Pascom – Padre, como foi a chegada e qual o motivo do envio dos Combonianos para o Brasil?

Padre Pablo Rodrigo Reveles Vazquez – O missionário comboniano, padre Rino Carlesi, em março de 1951, se achava no Rio de Janeiro, vindo de Viseu (Portugal) procurando recursos financeiros junto à colônia portuguesa para a construção daquele seminário em Portugal. Em abril, sondou junto à Nunciatura Apostólica a possibilidade de os combonianos assumirem uma missão no Brasil. O bispo de Caxias, no Maranhão, tinha pedido ao Vaticano a divisão da sua imensa diocese, criando uma prelazia. Também foi pedido um ponto de apoio para os Combonianos na costa, no Espírito Santo. O bispo Dom Luis Scorteganha ofereceu a cidade de Serra – ES. Em dois ou três meses tudo se concretizou. Na região de Balsas – Maranhão foi criada uma prelazia e a paróquia de Serra e Fundão ficaram como ponto de apoio no Espírito Santo.

Em 1952 chegaram à Serra os primeiros missionários e, no começo de dezembro de 1953, chegaram outros combonianos destinados ao Espírito Santo. Em 1955, as irmãs Combonianas chegaram a Nova Venécia para o serviço da paróquia e do jardim de infância. Já em 1956, Conceição da Barra teve o seu primeiro pároco e a fundação do primeiro seminário comboniano em Ibiraçu; no dia da Festa de Nossa Senhora da Saúde, na mesma época, foram erigidas as duas prelazias (futuras dioceses): a do Maranhão e a do Espírito Santo. Em 1958, a Santa Sé erigiu a nova diocese de São Mateus, confiada aos combonianos e José Dalvit foi o primeiro bispo. Um ano depois, os combonianos começaram a construir Igrejas e obras sociais: em Nova Venécia, o Colégio Comboni e as matrizes de Nova Venécia e de São Gabriel da Palha.

Pascom – Como a missão comboniana é desenvolvida?

Padre Pablo Vazquez – Nós combonianos temos algumas prioridades pastorais aqui no Brasil, que fazem parte do nosso carisma missionário.

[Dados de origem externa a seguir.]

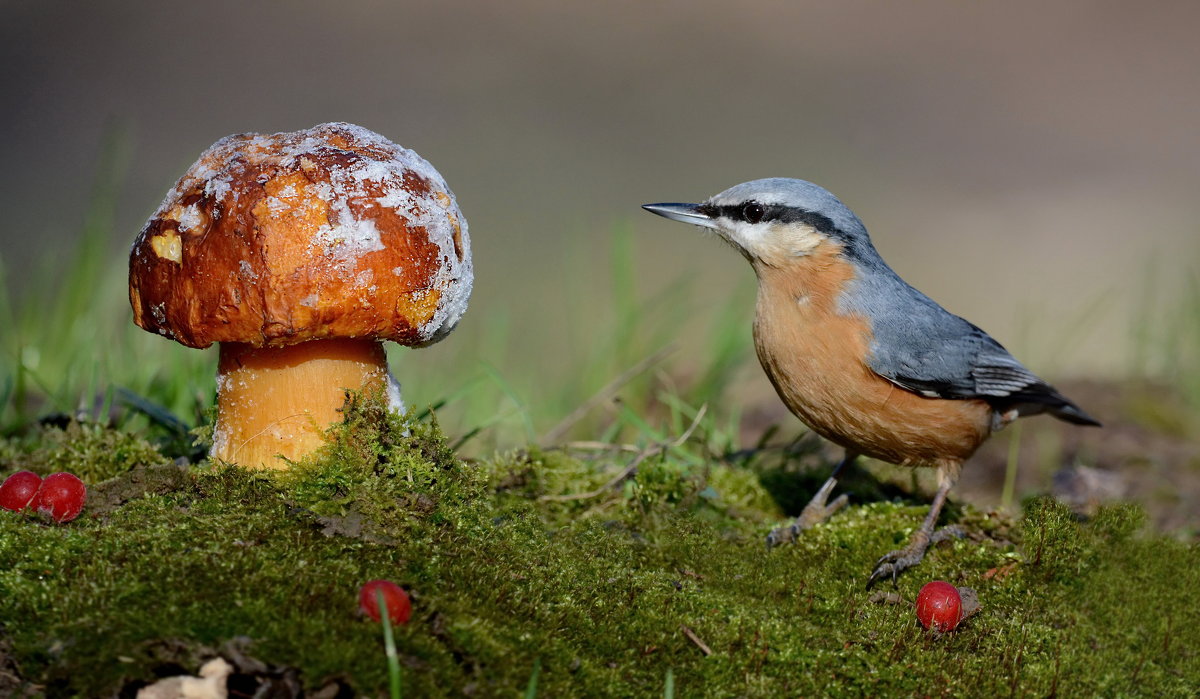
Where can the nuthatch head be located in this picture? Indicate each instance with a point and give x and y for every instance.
(772, 221)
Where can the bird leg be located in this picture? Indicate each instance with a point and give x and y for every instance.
(816, 511)
(894, 562)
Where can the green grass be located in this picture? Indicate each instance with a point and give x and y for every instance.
(508, 575)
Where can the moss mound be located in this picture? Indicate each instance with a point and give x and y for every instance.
(605, 572)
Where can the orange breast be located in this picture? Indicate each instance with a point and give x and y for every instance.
(816, 358)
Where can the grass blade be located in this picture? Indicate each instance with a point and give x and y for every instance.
(389, 645)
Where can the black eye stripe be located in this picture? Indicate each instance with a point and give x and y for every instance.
(771, 213)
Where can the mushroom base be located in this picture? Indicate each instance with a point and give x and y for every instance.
(274, 405)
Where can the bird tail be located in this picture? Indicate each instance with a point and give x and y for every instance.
(1073, 413)
(1043, 398)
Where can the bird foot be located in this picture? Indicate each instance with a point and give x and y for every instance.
(814, 513)
(892, 563)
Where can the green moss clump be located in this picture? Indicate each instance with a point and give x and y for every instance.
(90, 450)
(507, 569)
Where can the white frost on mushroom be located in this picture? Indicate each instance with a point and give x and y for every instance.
(190, 217)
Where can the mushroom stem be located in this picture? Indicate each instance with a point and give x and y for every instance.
(276, 402)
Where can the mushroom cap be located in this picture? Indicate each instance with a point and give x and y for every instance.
(329, 232)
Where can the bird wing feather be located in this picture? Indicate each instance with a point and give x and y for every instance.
(930, 351)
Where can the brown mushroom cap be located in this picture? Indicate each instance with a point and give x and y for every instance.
(330, 232)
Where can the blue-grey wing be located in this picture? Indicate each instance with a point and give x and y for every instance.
(924, 348)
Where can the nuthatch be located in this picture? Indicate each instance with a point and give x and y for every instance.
(861, 357)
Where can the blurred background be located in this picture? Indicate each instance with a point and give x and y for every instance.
(1032, 166)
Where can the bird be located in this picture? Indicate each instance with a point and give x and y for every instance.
(862, 357)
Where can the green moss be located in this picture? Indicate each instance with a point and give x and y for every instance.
(90, 450)
(507, 573)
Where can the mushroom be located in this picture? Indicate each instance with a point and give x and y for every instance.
(299, 254)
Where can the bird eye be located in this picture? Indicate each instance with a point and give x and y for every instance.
(753, 211)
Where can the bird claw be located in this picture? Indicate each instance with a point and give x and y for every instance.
(814, 513)
(895, 562)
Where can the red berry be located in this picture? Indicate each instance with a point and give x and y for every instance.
(18, 490)
(60, 497)
(400, 608)
(939, 605)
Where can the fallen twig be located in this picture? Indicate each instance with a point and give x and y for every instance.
(658, 448)
(604, 394)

A Pastoral Indígena: Hoje, nosso empenho pastoral na Amazônia se dá nos centros urbanos de Manaus, Porto Velho e Boa Vista, através da pastoral paroquial, da formação bíblica, de líderes e seminaristas, no acompanhamento de algumas populações ribeirinhas ao longo do rio Madeira e das comunidades indígenas macuxi e wapixana, em Roraima. Também destacamos o empenho comboniano no enfrentamento das violações provocadas pelos empreendimentos minero-siderúrgicos na Amazônia oriental, através da atuação da rede Justiça nos Trilhos ao longo do Corredor de Carajás (comunidades de Piquiá e São Luís – MA).

Trabalhamos em rede com outros organismos eclesiais e movimentos sociais. Destacamos, em particular, a atuação comboniana junto à Vivat International, à Rede Eclesial Panamazônica (REPAM), à Rede Brasileira de Justiça Ambiental e à rede latino-americana Iglesias y Minería.

Afrodescendentes: Herdeiros do carisma missionário de São Daniel Comboni, que dedicou a sua vida para que os povos da África tivessem vida em abundância, os Missionários Combonianos no Brasil têm como uma das prioridades de evangelização os povos afrodescendentes, comprometendo-se com a causa afro.

Direitos humanos e periferia: A presença evangelizadora nas periferias urbanas é uma das prioridades para nós, Missionários Combonianos do Brasil, em sintonia com a Congregação que, desde 2009, assumiu Justiça, Paz e Integridade da Criação (JPIC) como prioridade continental.

Isso é tão verdade que a formação de base dos jovens missionários se dá nas periferias, assumindo um estilo de vida caracterizado pela inserção e sobriedade.

Animação missionária e vocacional: Seguindo os passos de São Daniel Comboni, que dedicou grande parte dos seus esforços para animar a Igreja do seu tempo para a missão na África, buscando colaboradores e recursos para a missão, nós, Missionários Combonianos, nos esforçamos para contagiar a paixão pela missão à todas as pessoas, para que cada um de nós assumamos o protagonismo da missão que nos deixou Jesus Cristo, sendo discípulos-missionários onde estamos e também responsáveis pela missão além-fronteiras da Igreja.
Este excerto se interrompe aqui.